In the words of Ali Fuat Başgil, from the Tanzimat era (1839) to the present in our country, “there is a struggle between a past that does not want to die and a future that wants to be born into life.
This polarization and fight has always continued, even though it is called by different names at different times.
Reactionary-Western, Right-Left, Turkish-Kurdish, Alevi-Sunni, Secular-Anti-Secular etc. we can give the titles as examples that fit the Seferoğlulları/Tellioğulları format.
It does not suit people who use their minds to see differences, one of the most important verses of Allah, as a threat rather than wealth and to turn this into a conflict.
As a nation, we should gather our minds and say, "Aslah is tarik musalhaha", in unity and solidarity; If we cannot carry out the past that does not want to die as a representative of experience and tradition, and the representative of future innovation, energy and motivation that wants to be born into life, we lose our “Green Valley” and “Leyla” to others from outside.

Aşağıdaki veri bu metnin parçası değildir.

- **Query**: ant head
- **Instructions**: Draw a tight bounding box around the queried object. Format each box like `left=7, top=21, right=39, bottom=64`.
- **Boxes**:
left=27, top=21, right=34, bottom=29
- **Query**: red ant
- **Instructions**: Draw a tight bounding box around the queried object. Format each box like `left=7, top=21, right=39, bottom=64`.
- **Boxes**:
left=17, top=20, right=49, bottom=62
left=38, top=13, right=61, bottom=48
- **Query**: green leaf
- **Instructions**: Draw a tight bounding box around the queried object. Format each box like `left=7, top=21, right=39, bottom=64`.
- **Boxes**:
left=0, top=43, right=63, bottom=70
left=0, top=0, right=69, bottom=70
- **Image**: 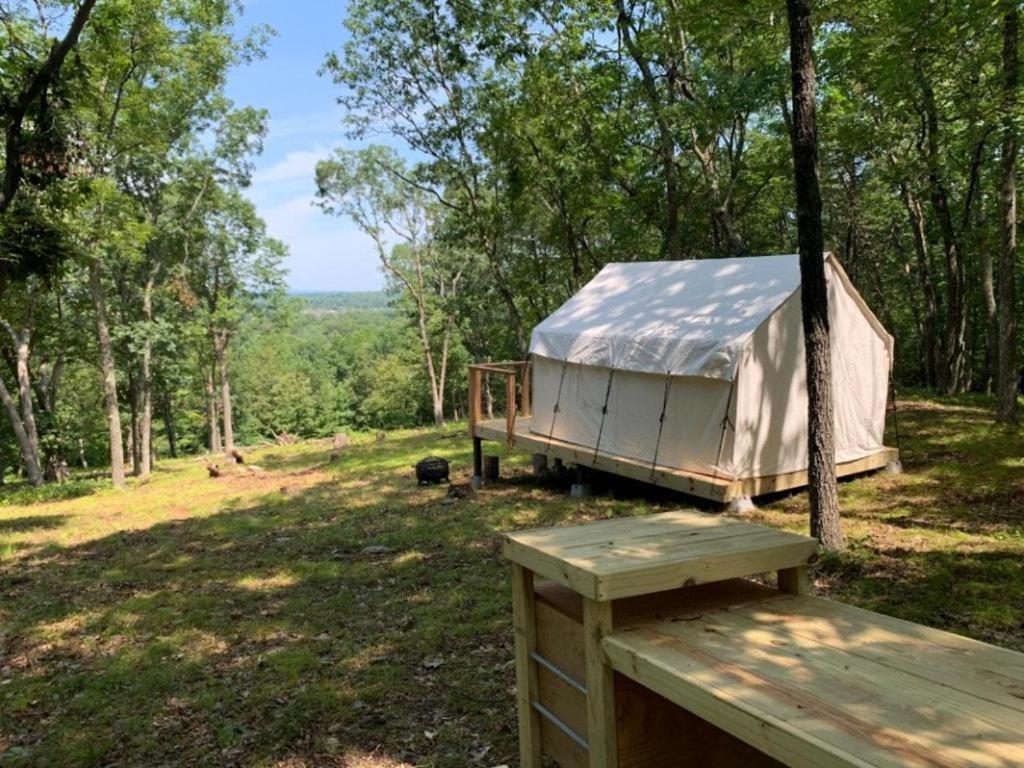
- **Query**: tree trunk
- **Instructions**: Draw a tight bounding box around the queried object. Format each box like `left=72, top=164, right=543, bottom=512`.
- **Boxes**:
left=213, top=333, right=234, bottom=455
left=900, top=181, right=939, bottom=387
left=918, top=62, right=967, bottom=394
left=89, top=261, right=125, bottom=487
left=206, top=368, right=221, bottom=455
left=161, top=392, right=178, bottom=459
left=0, top=379, right=43, bottom=485
left=976, top=204, right=999, bottom=394
left=996, top=0, right=1019, bottom=422
left=127, top=368, right=142, bottom=477
left=138, top=276, right=153, bottom=477
left=786, top=0, right=844, bottom=550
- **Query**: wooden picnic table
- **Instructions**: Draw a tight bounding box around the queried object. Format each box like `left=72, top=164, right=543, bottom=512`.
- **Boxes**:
left=504, top=512, right=1024, bottom=768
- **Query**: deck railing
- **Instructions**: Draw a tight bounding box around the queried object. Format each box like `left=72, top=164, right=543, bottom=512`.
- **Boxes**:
left=469, top=360, right=532, bottom=445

The reason why we constantly complain about "external forces" is; they are strangers who enter through the door and chimney that we neglected while we were fighting.
But let's not forget that those strangers were invited inside our fight.
The day is the day to protect, protect, develop and beautify the "Green Valley" with unity and solidarity, by wholeheartedly congratulating the other, no matter who wins the election, leaving the party badge in their drawer.